Aminata picks up English quickly and learns Gullah, as well as two African languages beside her own. Her ability to communicate in so many languages becomes an asset that eventually saves her life.
I'm married into a bi-lingual family, and over the last twenty-something years of authentic exposure to Spanish, I'm sad to say I've learned very little. I understand more than I can speak, and what little I do know I call "Sanctified Spanish" because I know church and bible words, and hymns. The rest of the developed world speak more than one language. Why America doesn't value this educationally, I don't know. We are not the richer for it.
Aminata learns to read, another skill-set that serves her well as a slave in early America. People who didn't possess the ability to read and write were so exposed back then. It gave me a renewed sense of gratitude for being literate. I've always been a reader and a writer - I even majored in English. Reading and writing have brought me much pleasure over my lifetime.
I once heard someone define wealthy as being able to read, owning a book, and having read it. The true poor spend every daylight hour surviving. Education, discretionary money, and leisure time are luxuries afforded only the wealthy.
Aminata was determined from the beginning of her real-life nightmare to return to her village one day. Her determination keeps her from accepting any of the places she lived in the meantime as home. In the 40 plus years before she's able to go back, she lives in South Carolina, New York, Nova Scotia and Sierra Leone.
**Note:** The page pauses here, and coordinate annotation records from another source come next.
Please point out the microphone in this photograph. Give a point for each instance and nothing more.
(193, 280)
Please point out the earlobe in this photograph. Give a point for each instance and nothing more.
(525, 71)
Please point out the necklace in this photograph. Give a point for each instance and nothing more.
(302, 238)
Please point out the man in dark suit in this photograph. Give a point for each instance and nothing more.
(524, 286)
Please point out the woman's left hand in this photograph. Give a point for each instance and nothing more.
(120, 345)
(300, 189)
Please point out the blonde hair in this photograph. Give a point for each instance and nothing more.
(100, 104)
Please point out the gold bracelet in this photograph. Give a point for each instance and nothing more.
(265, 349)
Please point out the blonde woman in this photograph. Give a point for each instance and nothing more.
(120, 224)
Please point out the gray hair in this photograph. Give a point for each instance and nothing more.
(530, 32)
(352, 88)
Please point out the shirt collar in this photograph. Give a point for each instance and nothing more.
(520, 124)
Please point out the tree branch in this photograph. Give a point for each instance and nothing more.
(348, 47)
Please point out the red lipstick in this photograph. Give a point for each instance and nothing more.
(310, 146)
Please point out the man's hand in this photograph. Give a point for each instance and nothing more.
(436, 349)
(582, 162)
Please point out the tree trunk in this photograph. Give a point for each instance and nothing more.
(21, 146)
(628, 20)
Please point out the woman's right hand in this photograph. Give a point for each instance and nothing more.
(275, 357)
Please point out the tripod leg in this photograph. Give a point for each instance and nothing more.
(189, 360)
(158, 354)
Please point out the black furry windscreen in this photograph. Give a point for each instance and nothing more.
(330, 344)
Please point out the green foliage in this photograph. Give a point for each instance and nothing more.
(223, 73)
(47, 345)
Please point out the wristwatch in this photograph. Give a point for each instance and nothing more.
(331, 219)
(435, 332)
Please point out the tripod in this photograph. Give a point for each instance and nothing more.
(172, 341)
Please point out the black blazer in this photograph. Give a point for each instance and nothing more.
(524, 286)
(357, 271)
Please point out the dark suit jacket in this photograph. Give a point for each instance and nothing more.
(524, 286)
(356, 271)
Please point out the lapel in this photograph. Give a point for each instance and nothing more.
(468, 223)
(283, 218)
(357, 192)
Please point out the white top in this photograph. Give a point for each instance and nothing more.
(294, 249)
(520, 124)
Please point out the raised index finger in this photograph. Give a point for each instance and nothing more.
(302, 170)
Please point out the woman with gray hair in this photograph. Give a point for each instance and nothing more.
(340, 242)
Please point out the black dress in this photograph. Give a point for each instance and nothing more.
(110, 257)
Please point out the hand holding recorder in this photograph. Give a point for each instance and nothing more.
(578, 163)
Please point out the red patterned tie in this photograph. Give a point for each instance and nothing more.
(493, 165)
It turns out that the old identity she'd been clinging to has been erased by time. She learns that she doesn't really belong anywhere or identify with any people group. She didn't allow herself to be molded by or accepting of the things that came into her life. I'm not saying that being enslaved isn't horrific, but difficulties, tragedies, and unfair things come into every life. If they are accepted, the past doesn't rob us of our future. We simply cannot go back, and the world forges onward whether we like it or not. I'd never really thought about it in quite those terms before.
Aminata gains her freedom along the way and, of course, is revolted by slavery. But she often finds herself in positions that, although free, she's unable to do anything about the plight of other slaves. Her convictions, although black and white in her mind, became very gray in reality.
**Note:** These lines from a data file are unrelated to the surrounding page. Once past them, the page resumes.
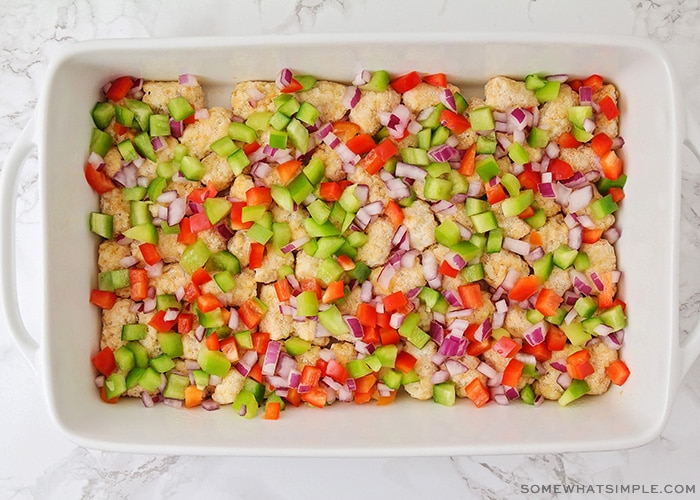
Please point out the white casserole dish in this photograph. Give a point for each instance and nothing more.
(653, 125)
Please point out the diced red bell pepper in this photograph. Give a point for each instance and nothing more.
(406, 82)
(560, 169)
(207, 302)
(138, 279)
(98, 180)
(361, 144)
(257, 253)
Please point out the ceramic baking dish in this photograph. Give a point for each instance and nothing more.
(653, 125)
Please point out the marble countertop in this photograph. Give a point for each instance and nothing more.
(37, 461)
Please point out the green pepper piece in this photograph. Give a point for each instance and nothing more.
(102, 114)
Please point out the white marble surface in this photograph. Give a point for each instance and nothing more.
(36, 461)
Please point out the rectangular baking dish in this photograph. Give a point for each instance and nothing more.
(654, 128)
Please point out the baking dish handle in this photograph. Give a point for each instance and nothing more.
(690, 348)
(9, 302)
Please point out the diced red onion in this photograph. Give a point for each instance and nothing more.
(585, 221)
(210, 405)
(176, 128)
(558, 365)
(201, 114)
(260, 169)
(546, 189)
(487, 370)
(171, 314)
(597, 282)
(430, 265)
(511, 392)
(449, 346)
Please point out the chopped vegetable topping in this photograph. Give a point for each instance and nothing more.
(320, 242)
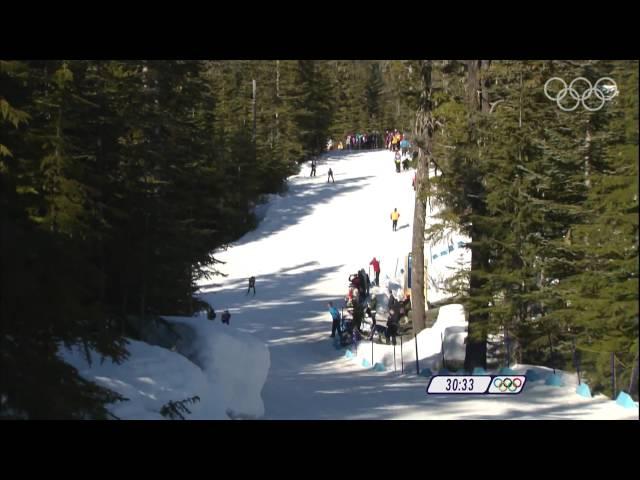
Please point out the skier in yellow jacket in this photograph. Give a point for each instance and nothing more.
(395, 215)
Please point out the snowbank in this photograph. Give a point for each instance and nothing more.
(236, 361)
(225, 368)
(150, 378)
At one point she is the guest of the second in command of the slavers' staging and shipping point on the African coast. While her host is conversing with another about England's King George, she wanders to the window and sees the slave pen below, the very pen that once held her naked scared self as a captured girl long ago. She says this:
I hated myself for doing nothing to help the captives escape their wretched confines. I tried to tell myself I was powerless to free them, but in truth, the mere sight of them made me feel complicit and guilty. The only moral course of action was to lay down my life to stop the theft of men. But how exactly could I lay down my life, and what, in the end, would it stop at all?
The age-old ethical dilemma of how to best serve the cause. She chose to help William Wilberforce persuade parliament to end the slave trade. But in doing so, she had to turn a blind eye to the circumstances of individual slaves. It's quite a conflict.
This book is meticulously researched, beautifully written, and I enjoyed the story and all the ideals it made me grapple with. One of the many reasons I love books.